Mutsuz, yetersiz ya da eksik değilsin; öyle hissediyorsun çünkü zihnin berrak değil. Berrak bir zihne sahip olmayışın, farkındalığını azaltıyor ve sen kendini sahibi olmadığın olumsuz duyguların içinde buluyorsun. O duyguya girip öyleymiş gibi davranıp seçimler yapıyorsun. Haliyle yaptığın seçimler de seni memnun edecek tarzda olmuyor.
Bizler yaşamı berraklaştırmayı bilemediğimizden, bulanık sularda yüzeriz. Yüzerken de öfkelere kapılır, buluttan nem kapar, kırar dökeriz. Bazılarımız “Ben böyleyim, öfkeliyim, hırçınım.” der, bazılarımız da “Onların yüzünden, bende kabahat yok.” der. Kimin haklı olduğunun bir önemi olmadığı gibi, bulanıklık normalin oluverir. Ah! Berrak bir zihne kavuşmana müsaade etsen, müsaade etseler… Kendi sesini duymanı engelleyen kalabalıklardan bir sıyrılıversen… Kimlerden bahsettiğimi biliyorsun; hani şu her şeye bir bahane bulup beğenmeyip eleştirenlerden, senin her yaptığına burun kıvıranlardan ama kendisi o kadar bile olamayanlardan, yanına gelince elini ayağına dolaştıranlardan, kendini bir şey zannedenlerden ve bunu yaparken senin üzerinden prim yapanlardan, iyiliğini düşünürmüş gibi yapıp enerjini emenlerden, iki yanlış arasına bir doğru katıp kafanı karıştıranlardan, çıkarlarına ters düştüğünde ters düşenlerden…
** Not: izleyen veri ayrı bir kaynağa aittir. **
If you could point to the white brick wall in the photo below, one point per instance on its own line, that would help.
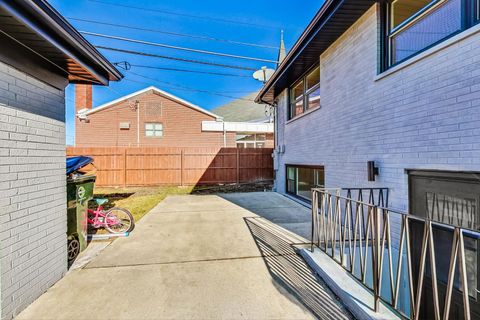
(32, 189)
(423, 116)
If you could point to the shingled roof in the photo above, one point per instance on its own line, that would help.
(242, 110)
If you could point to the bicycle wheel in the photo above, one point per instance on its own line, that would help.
(119, 220)
(73, 249)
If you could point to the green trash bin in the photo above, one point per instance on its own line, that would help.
(79, 193)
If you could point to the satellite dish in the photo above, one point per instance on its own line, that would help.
(263, 74)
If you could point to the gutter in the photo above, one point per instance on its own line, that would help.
(43, 19)
(299, 46)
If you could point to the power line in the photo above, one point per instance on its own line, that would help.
(177, 87)
(185, 14)
(162, 45)
(192, 71)
(175, 58)
(177, 34)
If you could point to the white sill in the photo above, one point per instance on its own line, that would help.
(447, 43)
(303, 114)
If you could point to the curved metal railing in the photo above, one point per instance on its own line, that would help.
(356, 228)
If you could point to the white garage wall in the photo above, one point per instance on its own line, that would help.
(32, 189)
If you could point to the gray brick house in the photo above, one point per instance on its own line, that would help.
(394, 82)
(40, 53)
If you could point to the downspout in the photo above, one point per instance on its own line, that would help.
(137, 105)
(224, 135)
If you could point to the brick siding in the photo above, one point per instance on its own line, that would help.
(424, 116)
(32, 187)
(182, 125)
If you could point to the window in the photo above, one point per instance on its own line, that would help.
(415, 25)
(305, 94)
(301, 180)
(153, 130)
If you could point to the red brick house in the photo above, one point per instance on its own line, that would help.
(149, 117)
(153, 117)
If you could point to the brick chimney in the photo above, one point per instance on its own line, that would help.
(83, 97)
(83, 100)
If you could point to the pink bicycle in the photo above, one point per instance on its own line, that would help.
(114, 220)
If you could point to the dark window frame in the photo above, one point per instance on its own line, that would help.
(300, 166)
(154, 130)
(470, 16)
(306, 93)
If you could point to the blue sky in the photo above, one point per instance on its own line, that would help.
(260, 23)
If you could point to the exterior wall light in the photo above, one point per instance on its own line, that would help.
(372, 170)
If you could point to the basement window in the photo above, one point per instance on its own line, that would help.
(413, 26)
(301, 179)
(305, 94)
(154, 130)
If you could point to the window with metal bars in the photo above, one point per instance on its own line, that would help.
(413, 26)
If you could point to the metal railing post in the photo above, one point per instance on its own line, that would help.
(376, 257)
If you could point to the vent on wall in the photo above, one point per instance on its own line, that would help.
(124, 125)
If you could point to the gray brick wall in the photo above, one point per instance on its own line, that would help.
(32, 189)
(423, 116)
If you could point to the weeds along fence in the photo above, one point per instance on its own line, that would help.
(150, 166)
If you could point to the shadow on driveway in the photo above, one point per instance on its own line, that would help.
(278, 250)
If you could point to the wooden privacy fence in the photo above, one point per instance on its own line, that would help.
(148, 166)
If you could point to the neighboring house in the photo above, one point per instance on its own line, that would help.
(246, 110)
(395, 82)
(152, 117)
(40, 54)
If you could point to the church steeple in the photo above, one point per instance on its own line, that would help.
(282, 53)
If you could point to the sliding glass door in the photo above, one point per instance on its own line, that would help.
(301, 179)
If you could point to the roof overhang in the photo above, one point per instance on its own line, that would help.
(244, 127)
(38, 27)
(87, 112)
(332, 20)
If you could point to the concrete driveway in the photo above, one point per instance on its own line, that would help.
(199, 257)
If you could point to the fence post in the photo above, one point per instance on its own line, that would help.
(238, 165)
(182, 166)
(125, 167)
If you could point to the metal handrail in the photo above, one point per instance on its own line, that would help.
(341, 224)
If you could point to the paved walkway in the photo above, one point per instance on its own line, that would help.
(199, 257)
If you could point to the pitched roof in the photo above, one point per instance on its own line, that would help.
(241, 110)
(154, 89)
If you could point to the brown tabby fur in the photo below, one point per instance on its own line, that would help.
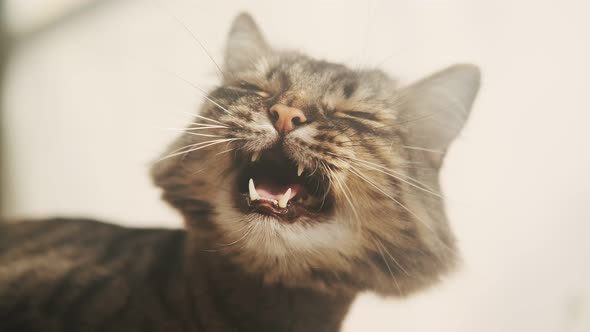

O kalabalıklardan kopuverince başlangıçta eksikliklerini hissedeceksin. O boşluk dolmayacak gibi gelecek. O bulanık zihni normalin saydığından, berraklaşmaya başlayan halini tuhaf sayacaksın. Bir süre sonra kendinle tanışacaksın. “O ne der, bu ne der, beğenirler mi, beni nasıl karşılarlar?” durumları bitiverince bir sen çıkacak ortaya, ama yeni bir sen. “Benim bunlara ihtiyacım yokmuş!” ya da “Buna ne gerek var?” cümlelerini sıkça kuracaksın. En nihayetinde başkalarına sunmak için hâlihazırda beklettiğin tüm o kendi olmayışlarınla yüzleşmiş olacaksın.
…
Sonra bir sabah uyanacaksın; güneş pırıl pırıl, mevsim yaz ya da kış fark etmiyor, içinde kelebekler uçuşuyor, sebepsiz mutlusun. Kimsenin çöp cümleleri doldurmuyor zihnini. Ve sen kendi güzel sabahına uyanmışsın. Birileri tadını beğenecek mi kaygısı taşımadan yaptığın o kekin tadı dağılıyor ağzında ve kimse beğensin diye düşünüp giymediğin mavilerle en şık, en güzel halindesin. İçinde sanki bir müzik çalıyor ve sen hep tebessüm halindesin. Bir kitap açıyorsun; nasıl da en ilginç manaları keşfediyorsun. Bir film seyrediyorsun; sanki sadece film ve sen varsın. Berrak zihninin hayatı sana bambaşka sunuşunun tadına varıyorsun. Yine de “Bulanık zihni tercih edeceğim.” der misin? Berrak bir zihinde kendin olarak var olursun; başkalarının izi, etkisi olmaz. Sonraları daha sabırlı, daha sakin olduğunu hissediyorsun ve sevgi dolu. En önemlisi de karşına çıkan her bir kişiyi çok hızlı şekilde keşfettiğini ve çözümleyebildiğini fark ediyorsun. Berrak bir zihin, senin için bir nevi koruma oluyor. Seni üzenlerden, üzme ihtimali olanlardan bile berrak bir zihin ile korunabiliyorsun.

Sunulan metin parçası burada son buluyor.